Core¶

Core infrastructure: DataSource container, Result wrapper, device selection, precision management, and exception classes.

Core infrastructure for PyStatistics.

class pystatistics.core.DataSource(_data, _capabilities, _metadata=<factory>)[source]¶

Bases: object

Universal data container. Domain-agnostic.

Construct via factory classmethods, not directly.

The lumber yard analogy: DataSource has data (logs). It doesn’t know or care what you’re building—furniture (regression), paper (MVN MLE), or two-by-fours (survival analysis).

Parameters:

_data (dict[str, Any])
_capabilities (frozenset[str])
_metadata (dict[str, Any])

keys()[source]¶

Return the names of all available arrays.
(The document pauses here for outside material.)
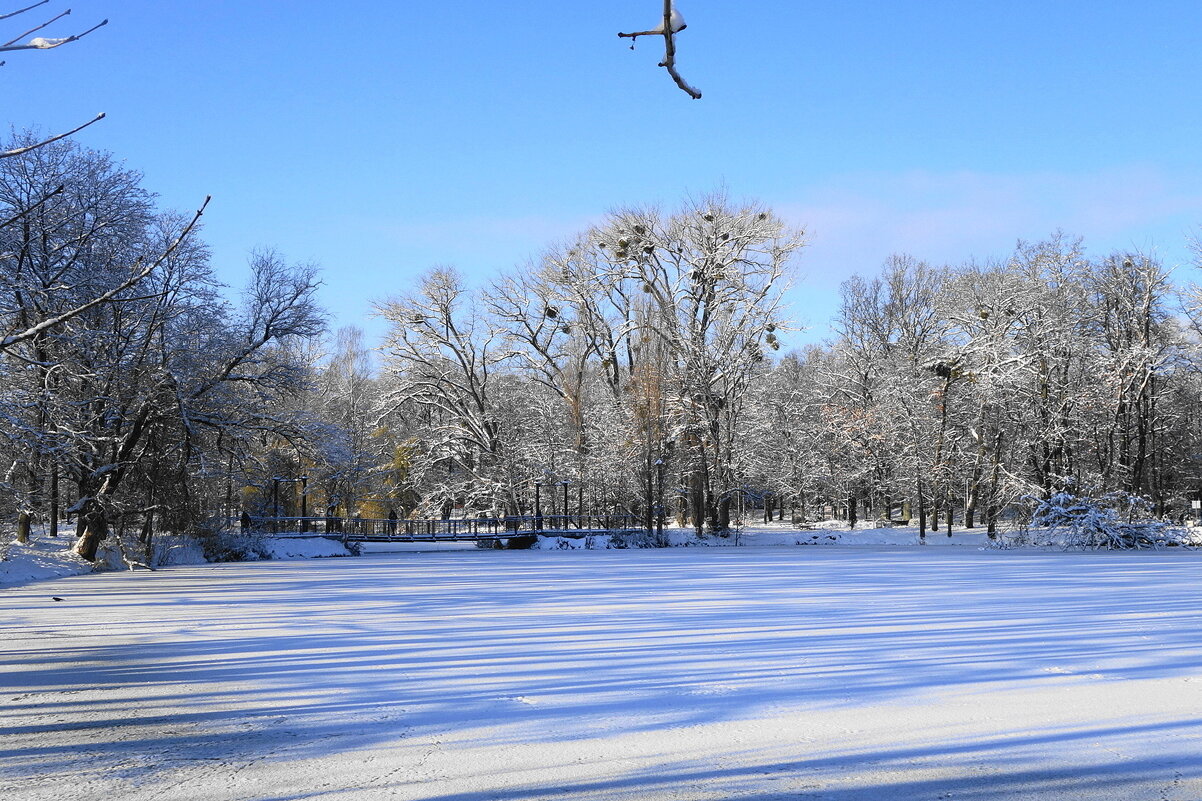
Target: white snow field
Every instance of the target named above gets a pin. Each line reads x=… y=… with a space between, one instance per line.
x=685 y=674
Returns:: frozenset of array names
Return type:: frozenset[str]

Example

>>> ds = DataSource.from_arrays(X=X, y=y)
>>> ds.keys()
frozenset({'X', 'y'})

property n_observations: int¶: Number of statistical units (rows).
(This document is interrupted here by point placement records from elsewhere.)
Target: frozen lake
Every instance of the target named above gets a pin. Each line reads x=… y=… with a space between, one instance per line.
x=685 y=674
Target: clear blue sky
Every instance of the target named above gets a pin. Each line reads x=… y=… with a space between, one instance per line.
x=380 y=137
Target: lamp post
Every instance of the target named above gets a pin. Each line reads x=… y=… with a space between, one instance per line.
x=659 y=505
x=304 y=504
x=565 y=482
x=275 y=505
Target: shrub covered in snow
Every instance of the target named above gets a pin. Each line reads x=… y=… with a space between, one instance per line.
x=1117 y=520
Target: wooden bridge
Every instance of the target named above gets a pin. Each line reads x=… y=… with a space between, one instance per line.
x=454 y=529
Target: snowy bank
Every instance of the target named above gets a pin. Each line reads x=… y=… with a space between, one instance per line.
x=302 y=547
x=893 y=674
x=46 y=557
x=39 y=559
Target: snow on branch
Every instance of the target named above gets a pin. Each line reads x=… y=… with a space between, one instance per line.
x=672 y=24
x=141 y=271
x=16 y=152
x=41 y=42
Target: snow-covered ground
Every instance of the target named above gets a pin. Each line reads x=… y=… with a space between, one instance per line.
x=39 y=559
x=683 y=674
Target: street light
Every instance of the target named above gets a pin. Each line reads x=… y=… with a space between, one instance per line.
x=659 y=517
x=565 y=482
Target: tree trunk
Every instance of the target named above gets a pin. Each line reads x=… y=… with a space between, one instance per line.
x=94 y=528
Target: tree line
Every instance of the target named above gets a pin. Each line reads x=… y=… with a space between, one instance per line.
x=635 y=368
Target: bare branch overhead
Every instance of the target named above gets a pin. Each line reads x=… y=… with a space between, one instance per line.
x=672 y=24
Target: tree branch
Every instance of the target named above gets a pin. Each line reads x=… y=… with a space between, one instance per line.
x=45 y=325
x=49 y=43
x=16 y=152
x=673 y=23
property metadata: dict[str, Any]¶: Domain-agnostic metadata.

supports(capability)[source]¶

Check if this DataSource supports a capability.

Parameters:: capability (str) – Use constants from pystatistics.core.capabilities
Returns:: True if supported, False otherwise
Return type:: bool

Note

Unknown capabilities return False, never raise.
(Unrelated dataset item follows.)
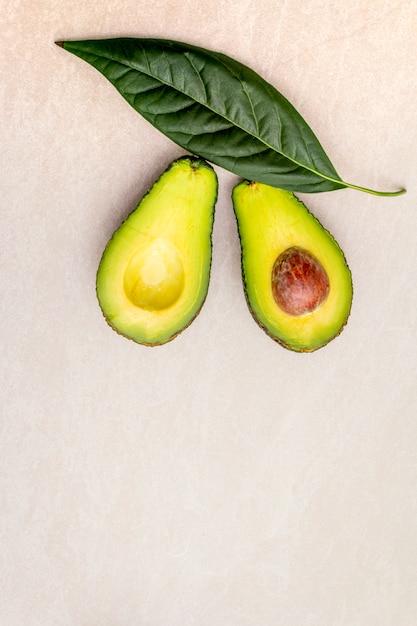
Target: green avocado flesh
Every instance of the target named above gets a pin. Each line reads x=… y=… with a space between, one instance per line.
x=154 y=273
x=282 y=241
classmethod from_arrays(*, X=None, y=None, data=None, columns=None, **named_arrays)[source]¶

Construct from NumPy arrays.

Parameters:

X (ndarray[tuple[Any, ...], dtype[_ScalarT]] | None)
y (ndarray[tuple[Any, ...], dtype[_ScalarT]] | None)
data (ndarray[tuple[Any, ...], dtype[_ScalarT]] | None)
columns (list[str] | None)
named_arrays (ndarray[tuple[Any, ...], dtype[_ScalarT]])

Return type:

DataSource

classmethod from_file(path, *, columns=None)[source]¶

Construct from file (CSV, NPY).

Parameters:

path (str | Path)
columns (list[str] | None)

Return type:

DataSource

classmethod from_dataframe(df, *, source_path=None)[source]¶

Construct from pandas DataFrame.

Parameters:

df (pd.DataFrame)
source_path (str | None)

Return type:

DataSource

classmethod from_tensors(*, X=None, y=None, **named_tensors)[source]¶

Construct from PyTorch tensors (already on GPU).

Parameters:

X (torch.Tensor | None)
y (torch.Tensor | None)
named_tensors (torch.Tensor)

Return type:

DataSource

classmethod build(*args, **kwargs)[source]¶

Convenience factory that dispatches to appropriate from_* method.

Examples

DataSource.build(X=X, y=y) # from_arrays DataSource.build(“data.csv”) # from_file

Return type:: DataSource

class pystatistics.core.Result(params, info, timing, backend_name, warnings=<factory>, provenance=<factory>)[source]¶

Bases: Generic[P]

Immutable result envelope for statistical computations.

Type Parameters:: P: The domain-specific parameter payload type

Parameters:

params (P)
info (dict[str, Any])
timing (dict[str, float] | None)
backend_name (str)
warnings (tuple[str, ...])
provenance (dict[str, Any])

params¶

Domain-specific parameters (coefficients, estimates, etc.)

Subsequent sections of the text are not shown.